A native of Dubberly south of Minden in Webster Parish in north Louisiana, Kennon graduated from Minden High School, Louisiana State University, and the LSU law school in Baton Rouge. He was the youngest person to serve as mayor of Minden, filling a two-year term from 1926 to 1928 after unseating Mayor Connell Fort. For a time, he also held the record as the youngest mayor in the United States. Thereafter, he was a district attorney and a state circuit court judge. He served in World War II. He ran unsuccessfully in 1948 both for governor and the United States Senate.
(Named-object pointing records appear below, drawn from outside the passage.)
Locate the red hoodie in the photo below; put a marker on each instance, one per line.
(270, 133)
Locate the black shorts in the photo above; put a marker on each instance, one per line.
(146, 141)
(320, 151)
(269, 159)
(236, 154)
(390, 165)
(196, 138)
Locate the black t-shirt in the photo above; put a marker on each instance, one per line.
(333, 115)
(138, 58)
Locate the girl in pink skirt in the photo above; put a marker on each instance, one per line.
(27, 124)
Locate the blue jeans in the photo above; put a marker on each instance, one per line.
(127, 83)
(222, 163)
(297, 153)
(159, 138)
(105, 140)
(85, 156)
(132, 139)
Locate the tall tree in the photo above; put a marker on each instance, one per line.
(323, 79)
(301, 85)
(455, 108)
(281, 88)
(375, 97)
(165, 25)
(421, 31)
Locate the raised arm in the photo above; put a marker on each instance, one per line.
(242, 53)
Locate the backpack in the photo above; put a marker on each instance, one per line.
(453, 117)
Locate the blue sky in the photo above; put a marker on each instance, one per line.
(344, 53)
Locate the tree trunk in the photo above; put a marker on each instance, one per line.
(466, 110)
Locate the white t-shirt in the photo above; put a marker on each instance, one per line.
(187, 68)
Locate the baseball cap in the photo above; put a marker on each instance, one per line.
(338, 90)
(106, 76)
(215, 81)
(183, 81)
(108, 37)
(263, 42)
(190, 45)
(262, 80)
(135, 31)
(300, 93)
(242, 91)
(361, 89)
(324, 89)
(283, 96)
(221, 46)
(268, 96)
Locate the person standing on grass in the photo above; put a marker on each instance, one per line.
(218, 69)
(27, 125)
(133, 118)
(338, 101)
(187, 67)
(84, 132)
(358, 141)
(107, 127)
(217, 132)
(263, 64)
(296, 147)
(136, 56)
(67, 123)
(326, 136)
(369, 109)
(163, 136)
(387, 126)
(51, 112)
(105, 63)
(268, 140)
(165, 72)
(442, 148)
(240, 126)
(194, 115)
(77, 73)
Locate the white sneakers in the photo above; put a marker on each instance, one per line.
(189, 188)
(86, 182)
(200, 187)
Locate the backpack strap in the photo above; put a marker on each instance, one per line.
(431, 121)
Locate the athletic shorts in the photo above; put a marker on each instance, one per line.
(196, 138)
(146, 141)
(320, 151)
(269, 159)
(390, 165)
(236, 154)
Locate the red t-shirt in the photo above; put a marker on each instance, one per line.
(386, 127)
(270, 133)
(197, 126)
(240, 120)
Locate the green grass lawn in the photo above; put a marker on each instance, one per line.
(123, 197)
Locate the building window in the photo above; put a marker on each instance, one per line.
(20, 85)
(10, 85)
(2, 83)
In the second contest, he narrowly lost a special election to Russell B. Long of Baton Rouge, a son of Huey P. Long, Jr., for the right to succeed John H. Overton, who died in office.
Kennon won the 1952 governor's race in a runoff contest against Judge Carlos Spaht of Baton Rouge. Intra-party rival Bill Dodd, the outgoing lieutenant governor, was defeated in the primary. Kennon polled 96 percent of the general election ballots over the Republican nominee, Harrison Bagwell of Baton Rouge. Governor Kennon is remembered for industrial recruitment, the establishment of voting machines in all precincts, the passage of a temporary right to work law, and support for school segregation, which was struck down by the United States Supreme Court in 1954.
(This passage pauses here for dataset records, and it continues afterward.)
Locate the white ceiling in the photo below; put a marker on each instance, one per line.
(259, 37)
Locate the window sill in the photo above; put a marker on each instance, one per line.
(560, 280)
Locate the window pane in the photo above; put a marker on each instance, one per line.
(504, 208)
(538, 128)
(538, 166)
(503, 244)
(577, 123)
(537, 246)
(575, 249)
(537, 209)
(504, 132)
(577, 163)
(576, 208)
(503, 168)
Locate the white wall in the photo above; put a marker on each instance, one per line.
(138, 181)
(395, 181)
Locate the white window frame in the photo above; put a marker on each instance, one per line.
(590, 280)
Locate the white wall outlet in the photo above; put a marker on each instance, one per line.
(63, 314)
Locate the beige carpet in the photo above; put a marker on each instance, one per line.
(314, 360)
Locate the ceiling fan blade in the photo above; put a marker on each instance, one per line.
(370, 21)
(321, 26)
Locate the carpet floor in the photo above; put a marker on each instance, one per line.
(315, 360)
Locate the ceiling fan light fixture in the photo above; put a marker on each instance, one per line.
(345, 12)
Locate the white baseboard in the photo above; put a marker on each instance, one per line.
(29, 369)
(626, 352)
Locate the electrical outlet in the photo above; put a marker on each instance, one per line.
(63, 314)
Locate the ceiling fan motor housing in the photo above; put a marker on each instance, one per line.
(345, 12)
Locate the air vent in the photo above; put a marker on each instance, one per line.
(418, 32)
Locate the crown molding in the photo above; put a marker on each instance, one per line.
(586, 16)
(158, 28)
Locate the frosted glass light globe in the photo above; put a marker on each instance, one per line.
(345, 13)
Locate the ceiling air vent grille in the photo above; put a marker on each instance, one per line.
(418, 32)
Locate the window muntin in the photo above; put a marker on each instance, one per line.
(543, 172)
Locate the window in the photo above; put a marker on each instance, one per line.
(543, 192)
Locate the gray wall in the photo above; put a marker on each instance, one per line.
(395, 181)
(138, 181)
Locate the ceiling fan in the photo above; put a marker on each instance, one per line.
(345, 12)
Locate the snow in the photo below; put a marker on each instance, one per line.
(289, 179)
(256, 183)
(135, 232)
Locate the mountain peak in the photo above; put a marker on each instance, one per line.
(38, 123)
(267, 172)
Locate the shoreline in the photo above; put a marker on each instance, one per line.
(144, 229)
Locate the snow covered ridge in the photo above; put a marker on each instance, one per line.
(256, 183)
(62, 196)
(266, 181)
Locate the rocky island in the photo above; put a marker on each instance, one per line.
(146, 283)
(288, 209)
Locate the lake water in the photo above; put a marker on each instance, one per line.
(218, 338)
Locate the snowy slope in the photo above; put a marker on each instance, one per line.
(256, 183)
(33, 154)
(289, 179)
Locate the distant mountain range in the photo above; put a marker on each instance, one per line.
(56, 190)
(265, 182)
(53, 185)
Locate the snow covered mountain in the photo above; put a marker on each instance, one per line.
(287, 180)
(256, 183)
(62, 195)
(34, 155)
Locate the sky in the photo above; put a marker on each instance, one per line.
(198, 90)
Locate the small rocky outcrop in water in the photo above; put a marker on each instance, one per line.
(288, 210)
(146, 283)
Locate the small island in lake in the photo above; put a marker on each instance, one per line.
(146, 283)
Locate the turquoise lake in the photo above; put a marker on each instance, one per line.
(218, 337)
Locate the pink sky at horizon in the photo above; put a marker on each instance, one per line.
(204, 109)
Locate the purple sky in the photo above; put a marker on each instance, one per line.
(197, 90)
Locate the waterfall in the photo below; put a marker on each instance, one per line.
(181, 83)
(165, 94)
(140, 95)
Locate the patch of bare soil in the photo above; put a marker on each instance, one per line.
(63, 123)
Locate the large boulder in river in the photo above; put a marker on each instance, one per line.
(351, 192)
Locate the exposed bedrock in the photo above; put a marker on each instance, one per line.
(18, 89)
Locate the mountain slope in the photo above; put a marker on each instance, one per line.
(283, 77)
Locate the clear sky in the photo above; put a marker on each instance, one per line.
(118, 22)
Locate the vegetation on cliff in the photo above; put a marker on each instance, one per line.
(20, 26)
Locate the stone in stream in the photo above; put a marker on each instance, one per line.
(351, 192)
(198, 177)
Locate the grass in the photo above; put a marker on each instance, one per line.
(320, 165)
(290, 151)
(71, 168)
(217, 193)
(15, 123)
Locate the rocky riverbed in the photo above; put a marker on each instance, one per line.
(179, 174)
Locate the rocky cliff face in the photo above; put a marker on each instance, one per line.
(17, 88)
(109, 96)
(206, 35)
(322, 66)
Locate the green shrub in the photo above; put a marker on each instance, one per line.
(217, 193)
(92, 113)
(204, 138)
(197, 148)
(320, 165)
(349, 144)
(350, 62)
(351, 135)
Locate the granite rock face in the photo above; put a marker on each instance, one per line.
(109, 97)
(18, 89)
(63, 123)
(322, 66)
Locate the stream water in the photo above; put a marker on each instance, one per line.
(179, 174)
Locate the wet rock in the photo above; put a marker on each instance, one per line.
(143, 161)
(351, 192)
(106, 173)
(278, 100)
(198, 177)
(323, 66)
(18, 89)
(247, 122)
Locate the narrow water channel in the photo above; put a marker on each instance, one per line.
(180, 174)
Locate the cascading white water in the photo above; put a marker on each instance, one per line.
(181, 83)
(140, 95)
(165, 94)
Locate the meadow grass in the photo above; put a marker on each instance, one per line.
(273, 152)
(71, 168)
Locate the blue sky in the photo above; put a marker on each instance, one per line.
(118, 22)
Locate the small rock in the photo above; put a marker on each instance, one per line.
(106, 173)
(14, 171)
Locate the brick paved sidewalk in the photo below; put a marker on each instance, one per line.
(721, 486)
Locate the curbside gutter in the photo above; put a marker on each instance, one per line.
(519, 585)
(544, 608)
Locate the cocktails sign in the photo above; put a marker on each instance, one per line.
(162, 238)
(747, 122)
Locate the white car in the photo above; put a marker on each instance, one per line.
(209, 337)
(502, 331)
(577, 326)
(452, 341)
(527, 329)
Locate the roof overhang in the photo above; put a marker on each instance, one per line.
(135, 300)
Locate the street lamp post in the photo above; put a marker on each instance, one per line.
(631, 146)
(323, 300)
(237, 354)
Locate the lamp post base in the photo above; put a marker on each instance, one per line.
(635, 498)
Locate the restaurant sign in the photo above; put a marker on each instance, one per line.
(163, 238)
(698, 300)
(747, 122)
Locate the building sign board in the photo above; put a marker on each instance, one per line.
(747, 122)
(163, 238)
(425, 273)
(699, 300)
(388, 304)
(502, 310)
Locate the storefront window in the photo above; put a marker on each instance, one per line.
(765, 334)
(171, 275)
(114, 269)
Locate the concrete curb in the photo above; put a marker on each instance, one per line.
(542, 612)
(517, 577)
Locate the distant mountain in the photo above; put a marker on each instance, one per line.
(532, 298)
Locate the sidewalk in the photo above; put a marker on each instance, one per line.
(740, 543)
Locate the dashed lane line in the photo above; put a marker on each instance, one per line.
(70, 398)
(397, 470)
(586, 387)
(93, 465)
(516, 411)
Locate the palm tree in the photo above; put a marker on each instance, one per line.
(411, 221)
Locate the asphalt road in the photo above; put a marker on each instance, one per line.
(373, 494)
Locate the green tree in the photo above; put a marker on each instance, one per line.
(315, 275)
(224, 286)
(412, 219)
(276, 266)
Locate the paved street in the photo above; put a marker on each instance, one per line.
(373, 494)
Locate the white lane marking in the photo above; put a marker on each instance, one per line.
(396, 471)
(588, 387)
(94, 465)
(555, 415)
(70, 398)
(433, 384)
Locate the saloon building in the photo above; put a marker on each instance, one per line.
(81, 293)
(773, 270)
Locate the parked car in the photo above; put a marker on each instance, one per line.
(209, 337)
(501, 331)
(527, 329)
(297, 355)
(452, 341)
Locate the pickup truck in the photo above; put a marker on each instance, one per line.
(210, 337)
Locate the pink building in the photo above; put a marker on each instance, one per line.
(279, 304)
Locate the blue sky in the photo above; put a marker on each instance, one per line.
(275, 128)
Ineligible to run again in 1956, Kennon was succeeded by his predecessor and political rival, Earl Long, brother of Huey Long. In 1963, Kennon ran third in the Democratic gubernatorial race, which occurred some two weeks after the assassination of U.S. President John F. Kennedy. During that campaign, Kennon had made numerous anti-Kennedy remarks which may have had the impact of dampenintg his prospects at a comeback. Victory instead went to fellow Democrat John J. McKeithen of Caldwell Parish in north Louisiana, a protege of Earl Long.
On several occasions, Kennon endorsed Republican presidential nominees. He and his wife, the former Eugenia Sentell, are interred at the Young Cemetery in East Baton Rouge Parish.